I have found that the spark-submit arguments are applied when I remove config("master", "local[2]") part of the above code.
But, without master setting the unit test code did not work.
I tried to split spark (SparkSession) object generation part to test and main.
But there is so many code blocks needs spark, for example import spark.implicit,_ and spark.createDataFrame(rdd, schema).
Is there any best practice to write a code to create spark object both to test and to run spark-submit?
One way is to create a trait which provides the SparkContext/SparkSession, and use that in your test cases, like so:
trait SparkTestContext {
private val master = "local[*]"
private val appName = "testing"
System.setProperty("hadoop.home.dir", "c:\\winutils\\")
private val conf: SparkConf = new SparkConf()
.setMaster(master)
.setAppName(appName)
.set("spark.driver.allowMultipleContexts", "false")
.set("spark.ui.enabled", "false")
val ss: SparkSession = SparkSession.builder().config(conf).enableHiveSupport().getOrCreate()
val sc: SparkContext = ss.sparkContext
val sqlContext: SQLContext = ss.sqlContext
}
And your test class header then looks like this for example:
class TestWithSparkTest extends BaseSpec with SparkTestContext with Matchers{
I made a version where Spark will close correctly after tests.
import org.apache.spark.sql.{SQLContext, SparkSession}
import org.apache.spark.{SparkConf, SparkContext}
import org.scalatest.{BeforeAndAfterAll, FunSuite, Matchers}
trait SparkTest extends FunSuite with BeforeAndAfterAll with Matchers {
var ss: SparkSession = _
var sc: SparkContext = _
var sqlContext: SQLContext = _
override def beforeAll(): Unit = {
val master = "local[*]"
val appName = "MyApp"
val conf: SparkConf = new SparkConf()
.setMaster(master)
.setAppName(appName)
.set("spark.driver.allowMultipleContexts", "false")
.set("spark.ui.enabled", "false")
ss = SparkSession.builder().config(conf).getOrCreate()
sc = ss.sparkContext
sqlContext = ss.sqlContext
super.beforeAll()
}
override def afterAll(): Unit = {
sc.stop()
super.afterAll()
}
}
The spark-submit command with parameter --master yarn is setting yarn master.
And this will be conflict with your code master("x"), even using like master("yarn").
If you want to use import sparkSession.implicits._ like toDF ,toDS or other func,
you can just use a local sparkSession variable created like below:
val spark = SparkSession.builder().appName("YourName").getOrCreate()
without setting master("x") in spark-submit --master yarn, not in local machine.
I advice : do not use global sparkSession in your code.
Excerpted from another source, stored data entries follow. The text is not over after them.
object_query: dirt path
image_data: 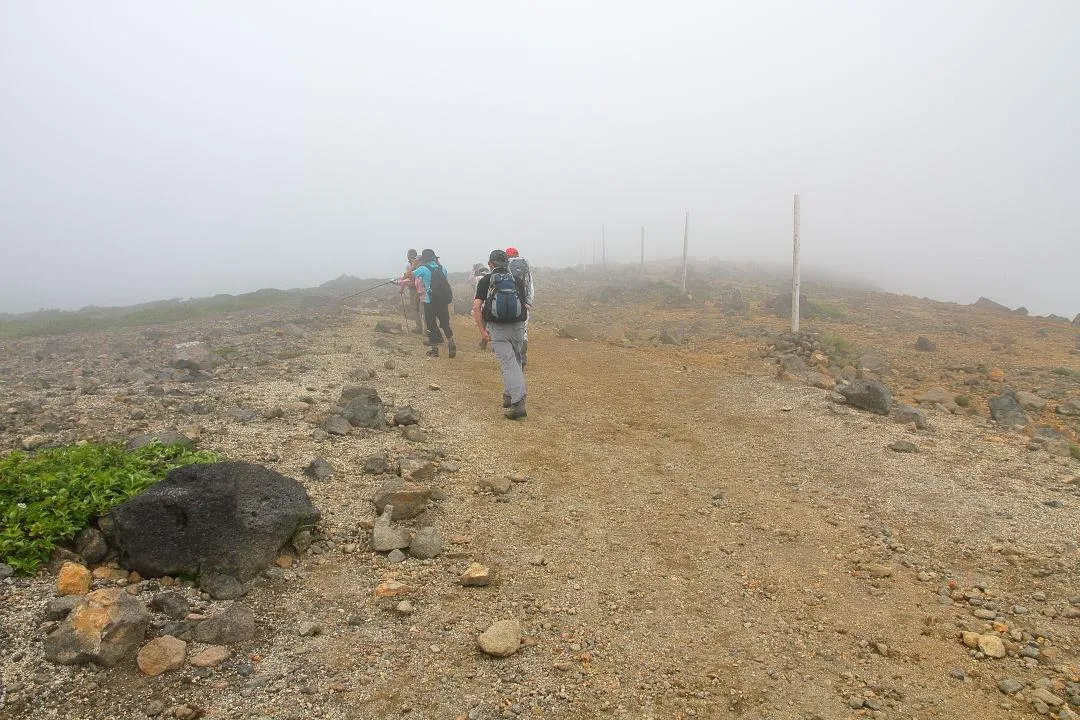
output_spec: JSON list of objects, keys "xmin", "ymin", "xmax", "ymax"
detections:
[{"xmin": 317, "ymin": 321, "xmax": 1074, "ymax": 719}]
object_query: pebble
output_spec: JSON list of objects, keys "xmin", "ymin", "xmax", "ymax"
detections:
[
  {"xmin": 387, "ymin": 549, "xmax": 407, "ymax": 564},
  {"xmin": 189, "ymin": 645, "xmax": 231, "ymax": 668},
  {"xmin": 460, "ymin": 563, "xmax": 493, "ymax": 587},
  {"xmin": 298, "ymin": 621, "xmax": 322, "ymax": 637},
  {"xmin": 478, "ymin": 620, "xmax": 522, "ymax": 657}
]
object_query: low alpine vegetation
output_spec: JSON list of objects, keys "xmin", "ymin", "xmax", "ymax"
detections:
[{"xmin": 0, "ymin": 442, "xmax": 219, "ymax": 574}]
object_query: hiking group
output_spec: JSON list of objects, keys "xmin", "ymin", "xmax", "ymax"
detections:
[{"xmin": 397, "ymin": 247, "xmax": 534, "ymax": 420}]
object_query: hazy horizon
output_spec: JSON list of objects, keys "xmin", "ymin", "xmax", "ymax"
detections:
[{"xmin": 2, "ymin": 2, "xmax": 1078, "ymax": 316}]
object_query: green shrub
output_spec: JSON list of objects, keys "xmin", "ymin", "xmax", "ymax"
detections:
[
  {"xmin": 955, "ymin": 395, "xmax": 972, "ymax": 408},
  {"xmin": 821, "ymin": 335, "xmax": 852, "ymax": 363},
  {"xmin": 0, "ymin": 442, "xmax": 219, "ymax": 574},
  {"xmin": 1071, "ymin": 444, "xmax": 1080, "ymax": 461},
  {"xmin": 1051, "ymin": 366, "xmax": 1080, "ymax": 379}
]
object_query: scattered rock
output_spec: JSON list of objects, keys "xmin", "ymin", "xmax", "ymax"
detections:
[
  {"xmin": 894, "ymin": 405, "xmax": 928, "ymax": 430},
  {"xmin": 74, "ymin": 527, "xmax": 108, "ymax": 563},
  {"xmin": 480, "ymin": 476, "xmax": 513, "ymax": 495},
  {"xmin": 977, "ymin": 634, "xmax": 1007, "ymax": 659},
  {"xmin": 393, "ymin": 406, "xmax": 422, "ymax": 426},
  {"xmin": 997, "ymin": 677, "xmax": 1024, "ymax": 695},
  {"xmin": 402, "ymin": 425, "xmax": 428, "ymax": 443},
  {"xmin": 888, "ymin": 440, "xmax": 919, "ymax": 453},
  {"xmin": 150, "ymin": 592, "xmax": 191, "ymax": 620},
  {"xmin": 1015, "ymin": 391, "xmax": 1048, "ymax": 413},
  {"xmin": 558, "ymin": 325, "xmax": 594, "ymax": 341},
  {"xmin": 374, "ymin": 320, "xmax": 402, "ymax": 334},
  {"xmin": 189, "ymin": 645, "xmax": 230, "ymax": 668},
  {"xmin": 45, "ymin": 594, "xmax": 86, "ymax": 621},
  {"xmin": 56, "ymin": 562, "xmax": 92, "ymax": 597},
  {"xmin": 45, "ymin": 588, "xmax": 151, "ymax": 667},
  {"xmin": 1058, "ymin": 398, "xmax": 1080, "ymax": 417},
  {"xmin": 21, "ymin": 434, "xmax": 48, "ymax": 450},
  {"xmin": 322, "ymin": 415, "xmax": 351, "ymax": 436},
  {"xmin": 363, "ymin": 454, "xmax": 391, "ymax": 475},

That may cause some errors or exceptions.
hope this helps you.
good luck!
How about defining an object in which a method creates a singleton instance of SparkSession, like MySparkSession.get(), and pass it as a paramter in each of your unit tests.
In your main method, you can create a separate SparkSession instance, which can have different configurations.